- AG Dana Nessel challenges DTE’s $450 million rate hike request, citing recent and excessive increases.
- DTE’s shift to annual rate filings raises concerns about increased consumer costs and advocacy strain.
- Critics argue DTE’s financial strategies benefit shareholders at the expense of consumers amid ongoing reliability concerns.
Attorney General Dana Nessel announced her intervention in the latest electric rate case filed by DTE Energy on Friday.
“This latest rate hike request from DTE is, frankly, absurd in both the astounding dollars and obnoxious timing—requesting yet another $450 million not even four months since their last rate hike was approved,” Nessel said in a statement.
In its filing, DTE stated that the new request is “primarily driven by the company’s continued distribution infrastructure investments to improve customer power reliability and generation investments to bring cleaner energy faster to the state.” The filing said the company seeks the increase to support its efforts to reduce power outages by 30% and cut outage time in half in the next five years.
The utility seeks an additional $450 million annually from customers starting January 2025. This request comes on the heels of a substantial $368 million rate increase approved by the Michigan Public Service Commission (MPSC) in December, which already added approximately $6.51 to the average residential customer’s monthly bill. DTE Energy vice chairman Trevor Lauer claimed the previous rate increase would be offset by a $300 million reduction in fuel costs in 2024, potentially lowering the effective monthly increase to $2.56 for customers.

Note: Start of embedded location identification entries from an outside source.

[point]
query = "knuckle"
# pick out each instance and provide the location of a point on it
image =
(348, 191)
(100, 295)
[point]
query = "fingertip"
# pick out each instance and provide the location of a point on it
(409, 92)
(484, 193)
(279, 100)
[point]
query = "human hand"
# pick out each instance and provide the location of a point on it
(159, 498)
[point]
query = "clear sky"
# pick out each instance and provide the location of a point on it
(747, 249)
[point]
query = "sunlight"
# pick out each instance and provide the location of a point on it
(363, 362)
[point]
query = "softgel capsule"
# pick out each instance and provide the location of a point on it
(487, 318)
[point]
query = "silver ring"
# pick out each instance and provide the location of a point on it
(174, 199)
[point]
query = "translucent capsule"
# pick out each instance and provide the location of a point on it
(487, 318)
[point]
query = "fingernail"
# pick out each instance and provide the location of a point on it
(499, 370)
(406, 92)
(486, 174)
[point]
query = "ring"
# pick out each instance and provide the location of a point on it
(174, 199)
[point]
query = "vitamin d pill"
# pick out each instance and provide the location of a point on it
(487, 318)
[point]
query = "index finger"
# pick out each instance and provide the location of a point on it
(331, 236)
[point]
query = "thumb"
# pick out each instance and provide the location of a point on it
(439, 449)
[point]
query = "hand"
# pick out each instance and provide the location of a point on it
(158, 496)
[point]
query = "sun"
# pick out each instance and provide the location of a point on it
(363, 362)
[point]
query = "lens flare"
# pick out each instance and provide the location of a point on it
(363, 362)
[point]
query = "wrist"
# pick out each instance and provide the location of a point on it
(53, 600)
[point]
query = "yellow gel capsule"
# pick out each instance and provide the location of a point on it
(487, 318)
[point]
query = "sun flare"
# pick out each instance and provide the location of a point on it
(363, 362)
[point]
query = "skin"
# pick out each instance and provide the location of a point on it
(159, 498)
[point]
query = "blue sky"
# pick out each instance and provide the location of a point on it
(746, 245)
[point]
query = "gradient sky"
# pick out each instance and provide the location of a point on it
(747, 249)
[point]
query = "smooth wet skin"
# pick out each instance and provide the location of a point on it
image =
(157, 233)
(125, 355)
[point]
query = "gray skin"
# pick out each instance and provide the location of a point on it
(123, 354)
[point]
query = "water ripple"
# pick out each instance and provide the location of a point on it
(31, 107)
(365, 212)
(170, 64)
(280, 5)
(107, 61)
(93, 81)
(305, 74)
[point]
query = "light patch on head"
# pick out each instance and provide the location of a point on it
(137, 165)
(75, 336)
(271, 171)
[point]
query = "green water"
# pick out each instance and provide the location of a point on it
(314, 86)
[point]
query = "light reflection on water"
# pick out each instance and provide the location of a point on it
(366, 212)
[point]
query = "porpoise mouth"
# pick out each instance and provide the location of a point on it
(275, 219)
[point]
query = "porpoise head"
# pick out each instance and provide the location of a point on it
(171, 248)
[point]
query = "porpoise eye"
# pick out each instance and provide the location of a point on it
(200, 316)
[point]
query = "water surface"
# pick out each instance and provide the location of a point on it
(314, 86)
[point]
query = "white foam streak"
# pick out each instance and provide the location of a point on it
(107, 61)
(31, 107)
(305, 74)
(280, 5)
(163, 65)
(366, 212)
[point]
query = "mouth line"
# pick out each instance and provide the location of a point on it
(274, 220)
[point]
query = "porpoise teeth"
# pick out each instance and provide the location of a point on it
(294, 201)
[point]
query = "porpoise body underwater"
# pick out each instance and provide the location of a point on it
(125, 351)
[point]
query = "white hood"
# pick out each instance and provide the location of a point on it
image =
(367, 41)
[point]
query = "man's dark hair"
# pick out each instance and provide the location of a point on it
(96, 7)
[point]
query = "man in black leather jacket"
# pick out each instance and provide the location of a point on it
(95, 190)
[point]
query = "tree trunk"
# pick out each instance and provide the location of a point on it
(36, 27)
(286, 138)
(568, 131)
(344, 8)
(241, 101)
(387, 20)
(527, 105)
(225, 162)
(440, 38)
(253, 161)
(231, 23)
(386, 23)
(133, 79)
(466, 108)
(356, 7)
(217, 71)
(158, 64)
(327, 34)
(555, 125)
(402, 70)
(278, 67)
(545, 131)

The move aligns with DTE’s recent pattern of nearly annual rate case filings, contrasting with the triennial filings of a decade ago. Critics argue that this new frequency strains consumer advocacy efforts and may lead to rapid rate increases.
Amy Bandyk, executive director of the Citizens Utility Board of Michigan, previously told Planet Detroit that the increasingly frequent rate cases could lead to more rapid rate increases and additional costs for ratepayer advocates. “Filing more frequently gives them more opportunities to win higher rates against a more stretched-thin opposition,” Bandyk said.
State regulators’ recent approval of a 6.36% rate increase, although 40% less than DTE’s original $622 million request, has been met with mixed reactions. Advocacy groups commended the push for increased transparency and accountability. Still, they lamented the decision to maintain DTE’s return on equity rate at 9.9%, which they argue benefits shareholders at the expense of consumers, especially in low-income and minority communities.
In response to these concerns, the MPSC has required DTE to monitor and report its grid investments and assess reliability across different customer demographics. The Commission also released a plan to link rate decisions to utility performance and reliability. However, advocates have opposed an MPSC staff proposal to charge customers a fee to reward utilities for their performance.
The City of Ann Arbor opposed the plan in a Feb. 2 filing. In the filing, city attorney Valerie Jackson wrote, “Ann Arborites are completely unwilling to pay DTE one penny more to continue to deliver reliability that doesn’t even meet the commission’s minimum standards.”
Detroit advocates have also expressed opposition to the plan. “It was a little upsetting to hear that we’re even entering into a conversation about incentives when the idea of compensation for impacted ratepayers is constantly being knocked down and not even being considered for discussion,” Rafael Mojica, program director for the energy justice nonprofit Soulardarity, said at a Feb. 12 meeting of the MPSC Financial Incentives/Disincentives Work Group.